Zu den wichtigsten Aktivitäten der Gesellschaft zählten die Veranstaltung einer Ausstellung für Maltechnik 1893 im Münchner Glaspalast und ein viertägiger Kongress im Kunstgewerbehaus. Gut ein Jahrzehnt danach konnte die Gesellschaft 1906 die endgültige staatliche Einrichtung der Versuchstation als Erfolg verzeichnen. Allerdings fand diese sich nicht an der Akademie, sondern an der Königlichen Technischen Hochschule München, wo sie schon seit 1903 untergebracht war. An der Akademie unterhielt die Gesellschaft weiterhin einen Raum „zum Zwecke unentgeltlicher Auskunftserteilung über maltechnische Fragen“, in dem ihre Mitglieder wöchentlich Sprechstunden abhielten.
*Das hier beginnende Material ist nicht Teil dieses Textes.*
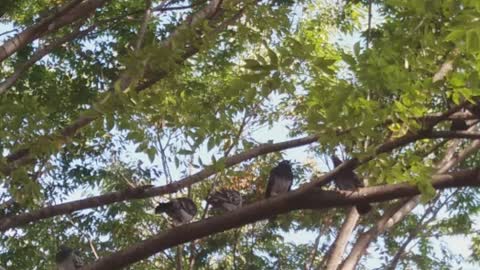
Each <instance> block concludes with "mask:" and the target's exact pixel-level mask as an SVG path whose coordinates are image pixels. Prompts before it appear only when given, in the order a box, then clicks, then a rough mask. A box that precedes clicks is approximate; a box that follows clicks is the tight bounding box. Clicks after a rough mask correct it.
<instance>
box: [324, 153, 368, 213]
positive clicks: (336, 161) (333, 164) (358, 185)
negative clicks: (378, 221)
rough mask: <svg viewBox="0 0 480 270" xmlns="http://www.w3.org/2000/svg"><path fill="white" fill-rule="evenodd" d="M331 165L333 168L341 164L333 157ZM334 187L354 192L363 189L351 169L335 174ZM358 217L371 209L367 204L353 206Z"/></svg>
mask: <svg viewBox="0 0 480 270" xmlns="http://www.w3.org/2000/svg"><path fill="white" fill-rule="evenodd" d="M332 161H333V165H335V168H336V167H338V166H340V164H342V161H341V160H340V159H339V158H338V157H337V156H335V155H333V156H332ZM333 181H334V182H335V185H336V186H337V188H338V189H340V190H352V191H353V190H356V189H357V188H359V187H364V185H363V182H362V181H361V180H360V178H358V176H357V175H356V174H355V172H354V171H353V170H351V169H348V170H344V171H342V172H340V173H338V174H337V176H336V177H335V179H334V180H333ZM355 207H356V208H357V211H358V213H359V214H360V215H364V214H366V213H368V212H370V210H371V209H372V206H371V205H370V204H369V203H361V204H357V205H356V206H355Z"/></svg>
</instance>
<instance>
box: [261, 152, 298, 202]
mask: <svg viewBox="0 0 480 270" xmlns="http://www.w3.org/2000/svg"><path fill="white" fill-rule="evenodd" d="M292 182H293V173H292V166H291V165H290V161H288V160H283V161H281V162H280V163H279V164H278V165H277V166H276V167H274V168H273V169H272V170H271V171H270V176H269V177H268V184H267V192H266V193H265V197H266V198H270V197H272V196H276V195H278V194H281V193H286V192H289V191H290V188H291V187H292Z"/></svg>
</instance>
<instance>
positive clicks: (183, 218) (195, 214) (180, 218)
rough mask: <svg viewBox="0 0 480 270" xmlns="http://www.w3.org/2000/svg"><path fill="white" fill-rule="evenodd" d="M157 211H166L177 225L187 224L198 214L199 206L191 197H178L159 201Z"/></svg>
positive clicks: (160, 212) (162, 211)
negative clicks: (178, 197) (173, 198)
mask: <svg viewBox="0 0 480 270" xmlns="http://www.w3.org/2000/svg"><path fill="white" fill-rule="evenodd" d="M155 213H156V214H160V213H166V214H167V215H168V216H169V217H171V218H172V220H173V224H174V225H175V226H178V225H182V224H185V223H187V222H189V221H190V220H192V218H193V217H194V216H195V215H196V214H197V206H196V205H195V203H194V202H193V201H192V200H190V199H189V198H177V199H173V200H171V201H169V202H167V203H159V204H158V205H157V207H156V208H155Z"/></svg>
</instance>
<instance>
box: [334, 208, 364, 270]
mask: <svg viewBox="0 0 480 270" xmlns="http://www.w3.org/2000/svg"><path fill="white" fill-rule="evenodd" d="M359 218H360V215H359V214H358V212H357V209H356V208H355V207H352V208H351V209H350V211H349V212H348V214H347V216H346V218H345V221H344V222H343V224H342V228H341V229H340V232H339V233H338V235H337V238H336V239H335V241H334V242H333V246H332V252H331V253H330V255H329V257H328V260H327V268H326V270H336V269H337V267H338V265H339V264H340V263H341V262H342V255H343V253H344V252H345V248H346V247H347V244H348V240H349V239H350V236H351V235H352V232H353V230H354V229H355V226H356V225H357V221H358V219H359Z"/></svg>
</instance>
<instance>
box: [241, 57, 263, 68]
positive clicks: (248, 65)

Kunststudenten der Akademie sollten die Vorträge von Professor Alexander Eibner, dem Leiter der Versuchsanstalt für Maltechnik an der Technischen Hochschule besuchen. Abgesehen von diesen Vorträgen und einzelnen Lehraufträgen wurde an der Akademie erst 1911 ein dauerhafter Maltechnikunterricht eingerichtet. Im Vergleich zu Wien und Berlin fand damit die maltechnische Ausbildung an der Münchner Akademie erst relativ spät ihren Platz im Curriculum des Lehrbetriebs.

 

Max Doerner (geb.1870), der an der Akademie bei Wilhelm v. Diez studiert hatte und auch als erster Vorsitzender der Gesellschaft zur Beförderung rationeller Malverfahren tätig war, erhielt den Lehrauftrag. Doerners langjährige Lehrtätigkeit wirkte wegweisend für die Vermittlung maltechnischer Theorie und Praxis an der Akademie und stärkte das Fach in seiner Bedeutung. Als Resultat seiner Forschungen und Vorträge publizierte er 1921 das Buch „Malmaterial und seine Verwendung im Bilde“. Max Doerner wurde daraufhin zum Professor ernannt und seine Position zwei Jahre später durch die Einrichtung eines Lehrstuhls für „Maltechnik und Malmaterialienkunde“ gefestigt.

 

Ab 1937 trat Doerner in Doppelfunktion als Akademieprofessor und Leiter der unter der nationalsozialistischen Regierung von der Reichskammer der Bildenden Künste errichteten und nach ihm benannten „Reichsanstalt für Maltechnik“ auf, die sich in unmittelbarer Nähe der Akademie, Leopoldstraße 3, befand.

 

Nach Doerners Tod 1939 wurde Toni Roth (geb. 1899) vorübergehend stellvertretender Leiter des Doerner Instituts und außerordentlicher Professor auf dem Lehrstuhl für Maltechnik. 1949 wurde er in den Ruhestand versetzt. Toni Roth hatte bei Angelo Jank, Hugo v. Haberman, Carl v. Marr und Max Doerner studiert. Bis zu seinem Tod 1971 bearbeitete er die Neuauflagen des Doerner Handbuchs. 2007 erhielt die Akademie aus seinem Nachlass zahlreiche Bände maltechnischer Literatur. Sein archivarischer Nachlass ging an das Doerner Institut.